Tell us about your background.
I followed the classic path, beginning with an intensive preparatory course in Lyon which allowed me to gain a place at a prestigious engineering university in Toulouse (INP) to study the physical chemistry of materials. I then did a specialization year in Poitiers before completing my thesis in La Rochelle. So, basically, a bit of a round trip of France!
I joined Vallourec at the end of 2007, after meeting a staff member who told me about the Group. I began as an R&D engineer in the corrosion department. I worked there for one year, and then I formed and led a team to work on Corrosion-Resistant-Alloys (CRA), products that are more resistant to corrosion than usual products, for use in more extreme environments.
Then I changed to a job that was more focused on expertise, in which I developed and recommended materials to oil companies.

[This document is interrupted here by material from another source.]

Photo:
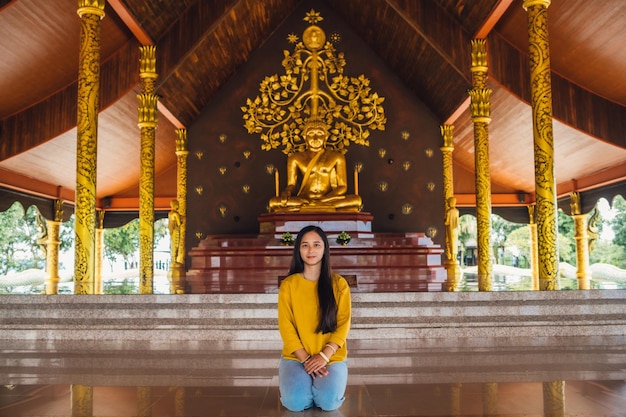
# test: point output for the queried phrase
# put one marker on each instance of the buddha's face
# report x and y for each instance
(315, 138)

Since mid-2015, I work as project manager in metallurgy as part of the Materials Investigation team.
What exactly does your job entail?
Given the multitude of complex operations that our products go through, before obtaining a premium tube with all the properties required, unexpected deviations may appear linked to the raw material or the manufacturing process. My team is responsible for identifying these deviations to correct them and maintain the high degree of quality that we set ourselves.
The Materials Investigation team works with the Group's plants to determine the origin of unexpected anomalies or defects in our products. Our job is to make an expert analysis of the defects that appear during the production of the tubes or during their use. Identifying their nature, origin, and extent helps in the decision as to whether to release the order concerned, implement corrective actions in the manufacturing process, or verify the quality of the tubes delivered to clients in the event of a complaint.
The precision of our analysis is one of the first steps in guaranteeing the premium quality of our products and protecting the Group's interests. It is crucial to satisfy the high standards demanded by our clients, to safeguard the people using our products, the environment, and Vallourec's reputation.
What are the main challenges of your job?
Above all the imperative of efficiency and respect for deadlines! We have very strict deadlines because we are analyzing tubes from orders in progress or sometimes already delivered. We have to be precise, because the financial consequences of an error can be huge.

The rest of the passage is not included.